Eating too much processed foods — What are processed foods? Anything that comes from a factory and not the ground or the earth. Anything that has a label or a long list of ingredients. That diet frozen meal might be low on calories, but have you taken a look at the ingredient list?  Focus on whole foods. If it has a label with more than just a few ingredients, you should choose that food less frequently (notice I’m not telling you to never eat it. Just limit it. Moderation, baby!). Make at least 80% of your diet unprocessed foods.

Not drinking enough water — If you’re dehydrated, you’re going to feel tired, depressed, grumpy and out of sorts. You’ll be less likely to make good food choices or exercise because you’re… well… too tired, depressed, grumpy and out of sorts. LOL. You’ve probably heard some rules—drink 8 glasses of water a day or drink half your weight in ounces. Those are fine rules, but here’s an easier way to stay hydrated: Drink 16 ounces of plain water each morning when you first get out of bed. Then look at your pee throughout the day. If it’s dark yellow or gold, you’re dehydrated so drink up. If it’s almost clear or pale, you’re hydrated. Try drinking 4-8 ounces of plain water before each meal and whenever you’re hungry to stay hydrated throughout the day.

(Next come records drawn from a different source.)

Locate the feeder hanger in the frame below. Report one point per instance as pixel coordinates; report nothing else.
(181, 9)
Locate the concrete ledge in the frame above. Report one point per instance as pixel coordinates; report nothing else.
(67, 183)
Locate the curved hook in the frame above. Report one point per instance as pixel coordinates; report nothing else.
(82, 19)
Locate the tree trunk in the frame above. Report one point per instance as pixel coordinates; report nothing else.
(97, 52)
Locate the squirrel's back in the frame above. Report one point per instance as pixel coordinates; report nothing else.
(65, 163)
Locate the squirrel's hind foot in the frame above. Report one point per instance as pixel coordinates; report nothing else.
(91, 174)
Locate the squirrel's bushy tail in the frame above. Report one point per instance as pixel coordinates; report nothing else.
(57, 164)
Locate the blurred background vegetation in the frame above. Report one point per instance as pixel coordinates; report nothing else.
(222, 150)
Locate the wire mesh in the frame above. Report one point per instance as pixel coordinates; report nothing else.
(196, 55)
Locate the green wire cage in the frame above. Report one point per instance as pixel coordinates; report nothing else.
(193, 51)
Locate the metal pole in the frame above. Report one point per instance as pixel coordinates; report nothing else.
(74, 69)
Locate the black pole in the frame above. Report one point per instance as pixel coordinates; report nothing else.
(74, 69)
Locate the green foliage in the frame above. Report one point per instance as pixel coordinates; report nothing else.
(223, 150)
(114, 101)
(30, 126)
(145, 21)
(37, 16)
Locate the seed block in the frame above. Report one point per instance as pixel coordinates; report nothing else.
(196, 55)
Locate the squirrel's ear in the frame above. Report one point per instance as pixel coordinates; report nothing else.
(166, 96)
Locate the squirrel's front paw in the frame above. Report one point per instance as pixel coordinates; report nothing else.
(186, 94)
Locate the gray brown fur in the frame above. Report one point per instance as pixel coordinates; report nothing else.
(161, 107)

Not eating enough fruits and vegetables — This is probably the fastest and easiest way to improve your diet. Most of us eat only one or two servings of produce a day, if that. And don’t be afraid of fruit. Unless your doctor has told you to avoid or limit it, remind yourself that the world isn’t getting fatter because we eat too many bananas or apples. Take stock of your diet now. How many fruits and vegetables are you eating each day on average? Unless you’re eating 7-10 servings, it’s not enough. So eat more. One piece of fruit or salad at a time.

I could go on and on about habits and food choices, but those are the biggest issues I see (and struggle with myself). So start there and good luck!